There have been other instances of local forces securing powerful equipment. In May, the Montreal police service acquired two sound cannons to use in the case of future protests and demonstrations, according to La Presse. Toronto police kept four similar devices that had been obtained ahead of the G20 Summit. In both cases, forces were said to value their communication ability over their ear-piercing crowd dispersal function.
In his interview with Yahoo Canada News, criminology professor Darryl Davies said he’s not opposed to equipping police with the proper equipment, “But I want them in police uniforms. And I want them using those weapons properly under Canadian law, as dictated by the criminal code.”
“For me, policing has to be what the community wants the police to do and that is provide a service,” he said. “Don’t call yourself a police service in Canada and run around in army fatigues like they do in the States, kicking doors down in the pursuit of drugs.”
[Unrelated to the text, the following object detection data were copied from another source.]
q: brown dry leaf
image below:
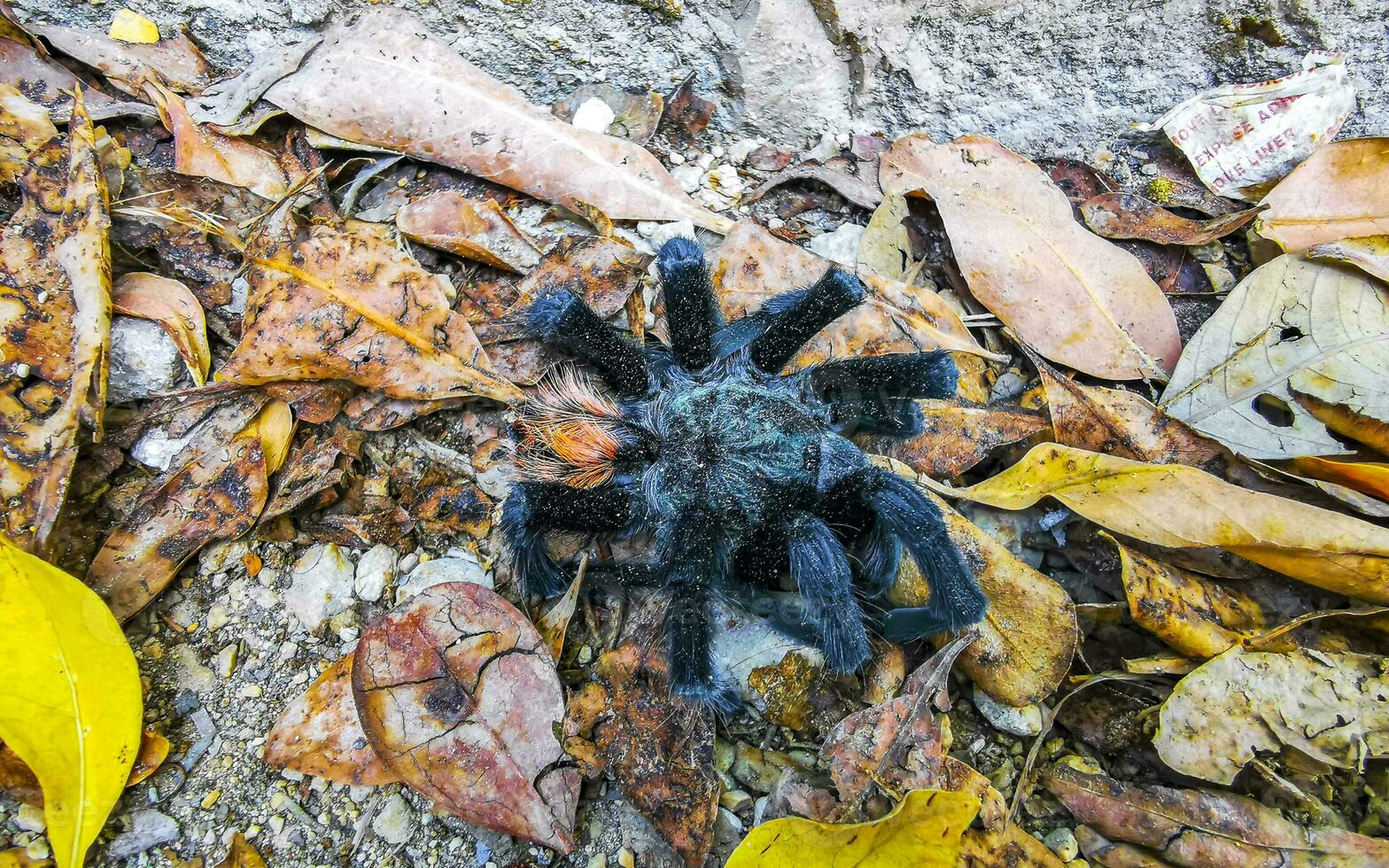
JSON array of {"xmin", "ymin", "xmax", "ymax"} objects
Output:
[
  {"xmin": 854, "ymin": 400, "xmax": 1047, "ymax": 479},
  {"xmin": 265, "ymin": 655, "xmax": 400, "ymax": 786},
  {"xmin": 0, "ymin": 93, "xmax": 111, "ymax": 553},
  {"xmin": 111, "ymin": 271, "xmax": 213, "ymax": 386},
  {"xmin": 265, "ymin": 8, "xmax": 732, "ymax": 232},
  {"xmin": 396, "ymin": 190, "xmax": 540, "ymax": 274},
  {"xmin": 1152, "ymin": 645, "xmax": 1389, "ymax": 783},
  {"xmin": 144, "ymin": 82, "xmax": 289, "ymax": 201},
  {"xmin": 1110, "ymin": 538, "xmax": 1265, "ymax": 660},
  {"xmin": 1081, "ymin": 193, "xmax": 1259, "ymax": 246},
  {"xmin": 711, "ymin": 220, "xmax": 995, "ymax": 368},
  {"xmin": 1254, "ymin": 137, "xmax": 1389, "ymax": 252},
  {"xmin": 352, "ymin": 582, "xmax": 579, "ymax": 853},
  {"xmin": 1162, "ymin": 252, "xmax": 1389, "ymax": 460},
  {"xmin": 918, "ymin": 443, "xmax": 1389, "ymax": 603},
  {"xmin": 890, "ymin": 477, "xmax": 1079, "ymax": 706},
  {"xmin": 880, "ymin": 134, "xmax": 1182, "ymax": 379},
  {"xmin": 1044, "ymin": 758, "xmax": 1389, "ymax": 868},
  {"xmin": 86, "ymin": 396, "xmax": 293, "ymax": 621},
  {"xmin": 218, "ymin": 219, "xmax": 521, "ymax": 403},
  {"xmin": 564, "ymin": 640, "xmax": 719, "ymax": 866}
]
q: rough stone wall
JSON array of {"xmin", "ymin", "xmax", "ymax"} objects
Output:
[{"xmin": 17, "ymin": 0, "xmax": 1389, "ymax": 156}]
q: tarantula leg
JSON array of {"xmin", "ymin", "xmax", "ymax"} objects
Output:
[
  {"xmin": 866, "ymin": 469, "xmax": 989, "ymax": 640},
  {"xmin": 788, "ymin": 513, "xmax": 868, "ymax": 672},
  {"xmin": 501, "ymin": 482, "xmax": 631, "ymax": 597},
  {"xmin": 656, "ymin": 237, "xmax": 724, "ymax": 371},
  {"xmin": 749, "ymin": 268, "xmax": 868, "ymax": 374},
  {"xmin": 526, "ymin": 291, "xmax": 651, "ymax": 396}
]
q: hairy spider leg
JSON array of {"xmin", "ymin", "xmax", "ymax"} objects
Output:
[
  {"xmin": 656, "ymin": 237, "xmax": 724, "ymax": 371},
  {"xmin": 501, "ymin": 482, "xmax": 632, "ymax": 597},
  {"xmin": 526, "ymin": 289, "xmax": 651, "ymax": 397},
  {"xmin": 788, "ymin": 513, "xmax": 868, "ymax": 672},
  {"xmin": 748, "ymin": 268, "xmax": 868, "ymax": 374}
]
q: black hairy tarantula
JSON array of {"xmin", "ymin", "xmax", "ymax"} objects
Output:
[{"xmin": 501, "ymin": 237, "xmax": 988, "ymax": 709}]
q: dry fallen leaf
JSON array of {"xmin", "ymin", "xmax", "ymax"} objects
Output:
[
  {"xmin": 218, "ymin": 227, "xmax": 521, "ymax": 401},
  {"xmin": 1254, "ymin": 137, "xmax": 1389, "ymax": 252},
  {"xmin": 881, "ymin": 134, "xmax": 1181, "ymax": 379},
  {"xmin": 1152, "ymin": 645, "xmax": 1389, "ymax": 783},
  {"xmin": 1162, "ymin": 256, "xmax": 1389, "ymax": 458},
  {"xmin": 265, "ymin": 655, "xmax": 400, "ymax": 786},
  {"xmin": 0, "ymin": 93, "xmax": 111, "ymax": 551},
  {"xmin": 352, "ymin": 582, "xmax": 579, "ymax": 853},
  {"xmin": 920, "ymin": 443, "xmax": 1389, "ymax": 603},
  {"xmin": 265, "ymin": 8, "xmax": 732, "ymax": 232}
]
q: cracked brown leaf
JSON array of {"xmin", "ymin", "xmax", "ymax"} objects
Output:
[
  {"xmin": 1044, "ymin": 760, "xmax": 1389, "ymax": 868},
  {"xmin": 265, "ymin": 655, "xmax": 400, "ymax": 786},
  {"xmin": 1152, "ymin": 645, "xmax": 1389, "ymax": 783},
  {"xmin": 265, "ymin": 8, "xmax": 731, "ymax": 232},
  {"xmin": 0, "ymin": 95, "xmax": 111, "ymax": 553},
  {"xmin": 564, "ymin": 639, "xmax": 718, "ymax": 866},
  {"xmin": 353, "ymin": 582, "xmax": 579, "ymax": 853},
  {"xmin": 218, "ymin": 227, "xmax": 521, "ymax": 403},
  {"xmin": 881, "ymin": 134, "xmax": 1182, "ymax": 379}
]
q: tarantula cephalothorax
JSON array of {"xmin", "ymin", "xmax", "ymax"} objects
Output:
[{"xmin": 501, "ymin": 237, "xmax": 988, "ymax": 706}]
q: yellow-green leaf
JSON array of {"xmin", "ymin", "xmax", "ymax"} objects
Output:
[
  {"xmin": 0, "ymin": 540, "xmax": 144, "ymax": 868},
  {"xmin": 725, "ymin": 790, "xmax": 979, "ymax": 868}
]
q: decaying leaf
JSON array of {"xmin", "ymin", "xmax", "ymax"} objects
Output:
[
  {"xmin": 352, "ymin": 582, "xmax": 579, "ymax": 853},
  {"xmin": 1254, "ymin": 137, "xmax": 1389, "ymax": 252},
  {"xmin": 396, "ymin": 190, "xmax": 540, "ymax": 274},
  {"xmin": 1152, "ymin": 645, "xmax": 1389, "ymax": 783},
  {"xmin": 920, "ymin": 443, "xmax": 1389, "ymax": 603},
  {"xmin": 1081, "ymin": 193, "xmax": 1259, "ymax": 244},
  {"xmin": 880, "ymin": 134, "xmax": 1182, "ymax": 379},
  {"xmin": 86, "ymin": 399, "xmax": 293, "ymax": 621},
  {"xmin": 1162, "ymin": 252, "xmax": 1389, "ymax": 458},
  {"xmin": 218, "ymin": 219, "xmax": 521, "ymax": 401},
  {"xmin": 0, "ymin": 540, "xmax": 142, "ymax": 868},
  {"xmin": 726, "ymin": 790, "xmax": 979, "ymax": 868},
  {"xmin": 111, "ymin": 271, "xmax": 213, "ymax": 386},
  {"xmin": 265, "ymin": 655, "xmax": 400, "ymax": 786},
  {"xmin": 265, "ymin": 8, "xmax": 731, "ymax": 232},
  {"xmin": 1044, "ymin": 761, "xmax": 1389, "ymax": 868},
  {"xmin": 564, "ymin": 639, "xmax": 719, "ymax": 866},
  {"xmin": 0, "ymin": 89, "xmax": 111, "ymax": 551}
]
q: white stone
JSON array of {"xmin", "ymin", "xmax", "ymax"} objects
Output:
[
  {"xmin": 283, "ymin": 543, "xmax": 354, "ymax": 632},
  {"xmin": 353, "ymin": 543, "xmax": 400, "ymax": 603},
  {"xmin": 371, "ymin": 793, "xmax": 416, "ymax": 844}
]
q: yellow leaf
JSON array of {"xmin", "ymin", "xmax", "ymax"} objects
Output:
[
  {"xmin": 921, "ymin": 443, "xmax": 1389, "ymax": 603},
  {"xmin": 107, "ymin": 10, "xmax": 159, "ymax": 44},
  {"xmin": 725, "ymin": 790, "xmax": 979, "ymax": 868},
  {"xmin": 0, "ymin": 540, "xmax": 142, "ymax": 868}
]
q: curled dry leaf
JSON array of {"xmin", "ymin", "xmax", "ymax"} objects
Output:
[
  {"xmin": 86, "ymin": 396, "xmax": 293, "ymax": 621},
  {"xmin": 352, "ymin": 582, "xmax": 579, "ymax": 853},
  {"xmin": 220, "ymin": 227, "xmax": 521, "ymax": 401},
  {"xmin": 1081, "ymin": 193, "xmax": 1259, "ymax": 244},
  {"xmin": 711, "ymin": 220, "xmax": 993, "ymax": 368},
  {"xmin": 0, "ymin": 93, "xmax": 111, "ymax": 551},
  {"xmin": 1152, "ymin": 646, "xmax": 1389, "ymax": 785},
  {"xmin": 1254, "ymin": 137, "xmax": 1389, "ymax": 252},
  {"xmin": 880, "ymin": 134, "xmax": 1182, "ymax": 379},
  {"xmin": 1162, "ymin": 256, "xmax": 1389, "ymax": 458},
  {"xmin": 396, "ymin": 190, "xmax": 540, "ymax": 274},
  {"xmin": 111, "ymin": 271, "xmax": 213, "ymax": 386},
  {"xmin": 265, "ymin": 655, "xmax": 400, "ymax": 786},
  {"xmin": 1044, "ymin": 760, "xmax": 1389, "ymax": 868},
  {"xmin": 265, "ymin": 8, "xmax": 731, "ymax": 232},
  {"xmin": 920, "ymin": 443, "xmax": 1389, "ymax": 603},
  {"xmin": 564, "ymin": 639, "xmax": 719, "ymax": 865}
]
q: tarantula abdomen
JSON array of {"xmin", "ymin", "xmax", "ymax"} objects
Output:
[{"xmin": 501, "ymin": 237, "xmax": 988, "ymax": 706}]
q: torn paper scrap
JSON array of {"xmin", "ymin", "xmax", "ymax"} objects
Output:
[{"xmin": 1142, "ymin": 51, "xmax": 1355, "ymax": 201}]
What’s playing out in Missouri this week is not the same as those instances that have occurred in Canada or anywhere else. But the response, those powerful and overwhelming suppression tactics by a militarized police force, are troubling. Police have a balance to maintain.
The Canadian Civil Liberties Association wrote recently, in response to the Toronto police shooting of teenager Sammy Yatim, that “police play a critical role protecting public safety in our communities.”
“It is our view that the motto of ‘to serve and protect’ be a true starting point for police officers to guard against the tensions and ‘us against them mentality’ that can arise between police and the communities they are to serve,” the CCLA wrote.
One wonders how the police force in Ferguson, Missouri, perceives the public. Are they there to serve and protect. Or is it us against them?